Avant l’automatisation définitive du réseau français, des centraux téléphoniques hébergeaient de nombreux employés. Ce personnel qualifié était essentiellement constitué des « demoiselles du téléphone », jeunes filles célibataires corvéables à merci.
Le temps n’est plus très loin où deux amis habitant loin l’un de l’autre pourront se parler sans avoir à sortir de chez eux », déclare, en 1875, l’ingénieur et scientifique américain visionnaire Alexander Graham Bell. Le 14 février 1876, il dépose le brevet du téléphone. Face au rapide essor de cette invention, des centraux téléphoniques sont créés dans le monde entier permettant au plus grand nombre de communiquer grâce à l’intervention d’opératrices appelées les « demoiselles du téléphone ».
En 1889, l’État français rachète, avec l’objectif d’en faire un service public, l’exploitation du téléphone à la compagnie concessionnaire privée, la Société générale des téléphones. En 1911, afin de désengorger le central téléphonique de la rue des Renaudes dans le 17e arrondissement de Paris, un établissement téléphonique manuel est construit dans le 18e. Situé au numéro 266 de la rue Marcadet, près de l’avenue de Saint-Ouen, il comprend 2 200 lignes manuelles, soit 2 200 abonnés.
Le central Marcadet est destiné à desservir la nouvelle circonscription limitée par les voies suivantes : chemin de fer de l’Ouest-État, fortifications, boulevard Ornano, rue du Mont-Cenis, rue des Martyrs, boulevards de Clichy et des Batignolles.
Pour assurer la fonction de téléphoniste, l’État recourt exclusivement à du personnel féminin qui aurait, selon les stéréotypes en vigueur à l’époque, des « oreilles irréprochables ». Les téléphonistes sont assises devant des panneaux meublés de tablettes horizontales équipées de connecteurs de type jack. Lorsqu’un abonné appelle, une petite lampe s’allume. L’opératrice doit surveiller les lampes et répondre aux appels. Elle dispose de cordons souples, appelés dicordes, qui lui servent à établir les connexions entre abonnés.

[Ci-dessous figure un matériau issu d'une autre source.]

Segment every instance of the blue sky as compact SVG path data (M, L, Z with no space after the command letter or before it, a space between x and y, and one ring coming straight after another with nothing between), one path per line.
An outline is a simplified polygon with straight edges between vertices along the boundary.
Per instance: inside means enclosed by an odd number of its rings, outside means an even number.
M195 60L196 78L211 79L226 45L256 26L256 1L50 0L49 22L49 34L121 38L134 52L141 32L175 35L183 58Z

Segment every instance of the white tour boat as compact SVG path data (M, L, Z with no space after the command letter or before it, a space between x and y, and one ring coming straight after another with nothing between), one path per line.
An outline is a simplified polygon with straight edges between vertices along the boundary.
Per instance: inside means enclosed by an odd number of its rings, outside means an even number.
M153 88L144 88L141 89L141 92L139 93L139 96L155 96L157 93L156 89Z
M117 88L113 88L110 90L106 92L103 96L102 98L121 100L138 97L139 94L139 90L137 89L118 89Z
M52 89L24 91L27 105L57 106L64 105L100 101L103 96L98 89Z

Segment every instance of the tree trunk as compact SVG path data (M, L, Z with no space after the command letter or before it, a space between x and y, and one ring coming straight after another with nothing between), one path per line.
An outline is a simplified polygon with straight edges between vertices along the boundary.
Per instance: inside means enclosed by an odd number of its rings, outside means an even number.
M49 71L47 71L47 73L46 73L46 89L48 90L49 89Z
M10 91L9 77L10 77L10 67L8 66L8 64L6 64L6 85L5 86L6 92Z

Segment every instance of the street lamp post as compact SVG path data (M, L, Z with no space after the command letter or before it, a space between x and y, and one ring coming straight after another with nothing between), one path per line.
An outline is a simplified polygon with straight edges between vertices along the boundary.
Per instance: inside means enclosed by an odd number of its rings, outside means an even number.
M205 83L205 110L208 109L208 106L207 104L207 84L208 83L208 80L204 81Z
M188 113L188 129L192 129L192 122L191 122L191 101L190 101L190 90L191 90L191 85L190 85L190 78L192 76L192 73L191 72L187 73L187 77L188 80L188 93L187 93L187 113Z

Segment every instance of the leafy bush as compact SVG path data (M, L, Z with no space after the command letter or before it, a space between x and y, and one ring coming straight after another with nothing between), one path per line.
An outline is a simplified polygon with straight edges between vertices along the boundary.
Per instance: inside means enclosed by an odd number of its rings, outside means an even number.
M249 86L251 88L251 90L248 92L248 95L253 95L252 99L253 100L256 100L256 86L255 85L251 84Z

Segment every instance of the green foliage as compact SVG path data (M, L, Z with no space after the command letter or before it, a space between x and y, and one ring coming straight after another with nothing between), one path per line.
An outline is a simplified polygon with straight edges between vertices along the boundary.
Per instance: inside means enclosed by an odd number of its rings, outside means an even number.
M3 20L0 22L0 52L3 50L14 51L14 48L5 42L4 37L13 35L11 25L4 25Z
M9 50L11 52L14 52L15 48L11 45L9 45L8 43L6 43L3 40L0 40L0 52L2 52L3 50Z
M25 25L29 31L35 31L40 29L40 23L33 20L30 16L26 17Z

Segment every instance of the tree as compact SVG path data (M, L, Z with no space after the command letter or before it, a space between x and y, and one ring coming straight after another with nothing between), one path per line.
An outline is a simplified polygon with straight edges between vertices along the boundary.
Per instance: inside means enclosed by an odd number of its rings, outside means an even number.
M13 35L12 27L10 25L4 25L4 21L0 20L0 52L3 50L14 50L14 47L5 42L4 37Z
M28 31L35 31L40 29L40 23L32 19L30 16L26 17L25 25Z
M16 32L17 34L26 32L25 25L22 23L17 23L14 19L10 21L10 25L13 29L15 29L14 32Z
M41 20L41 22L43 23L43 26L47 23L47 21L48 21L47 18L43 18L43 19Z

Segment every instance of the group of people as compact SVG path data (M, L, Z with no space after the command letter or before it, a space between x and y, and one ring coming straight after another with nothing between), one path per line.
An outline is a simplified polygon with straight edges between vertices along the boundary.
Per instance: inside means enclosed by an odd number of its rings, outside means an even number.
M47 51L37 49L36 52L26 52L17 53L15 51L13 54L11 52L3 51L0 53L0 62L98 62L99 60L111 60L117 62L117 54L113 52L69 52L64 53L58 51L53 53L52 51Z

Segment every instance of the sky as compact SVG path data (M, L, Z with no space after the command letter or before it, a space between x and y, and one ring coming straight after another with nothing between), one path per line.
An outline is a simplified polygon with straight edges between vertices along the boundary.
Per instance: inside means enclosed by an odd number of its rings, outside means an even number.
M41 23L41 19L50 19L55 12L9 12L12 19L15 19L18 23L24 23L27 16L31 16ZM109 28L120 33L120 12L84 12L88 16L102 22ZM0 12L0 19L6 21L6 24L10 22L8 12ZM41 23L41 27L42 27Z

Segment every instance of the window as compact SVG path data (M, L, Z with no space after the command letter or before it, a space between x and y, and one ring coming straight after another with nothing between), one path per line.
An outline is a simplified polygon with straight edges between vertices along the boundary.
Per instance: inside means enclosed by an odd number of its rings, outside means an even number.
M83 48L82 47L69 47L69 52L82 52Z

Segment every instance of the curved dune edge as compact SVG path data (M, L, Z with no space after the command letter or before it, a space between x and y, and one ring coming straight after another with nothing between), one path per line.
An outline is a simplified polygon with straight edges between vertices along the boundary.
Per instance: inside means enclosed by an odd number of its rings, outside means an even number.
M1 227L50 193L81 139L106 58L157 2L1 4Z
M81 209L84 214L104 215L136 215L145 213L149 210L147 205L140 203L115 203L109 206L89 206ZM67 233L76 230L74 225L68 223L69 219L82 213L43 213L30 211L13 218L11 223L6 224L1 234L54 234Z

Les demoiselles du téléphone, comme dans la majorité des centraux parisiens, ont des origines sociales diverses : elles proviennent de la paysannerie, du monde ouvrier et parfois aussi de la petite bourgeoisie. Ce sont essentiellement des jeunes filles célibataires dont l’éducation et la morale sont jugées irréprochables. Durant les premières décennies de la téléphonie, elles perdaient généralement leur emploi lorsqu’elles se mariaient.
Recrutées par concours
Depuis 1890, elles sont recrutées par un concours administratif spécialisé de « dame-employée au téléphone ». Pour répondre à des critères de taille et d’âge, une visite médicale est obligatoire. En effet, elles doivent mesurer au minimum 1,45 m et ne pas dépasser 1,70 m – afin que leurs bras ne soient ni trop longs ni trop courts – et avoir entre 18 et 25 ans au plus. Le traitement d’une opératrice débutante est de 800 francs par an.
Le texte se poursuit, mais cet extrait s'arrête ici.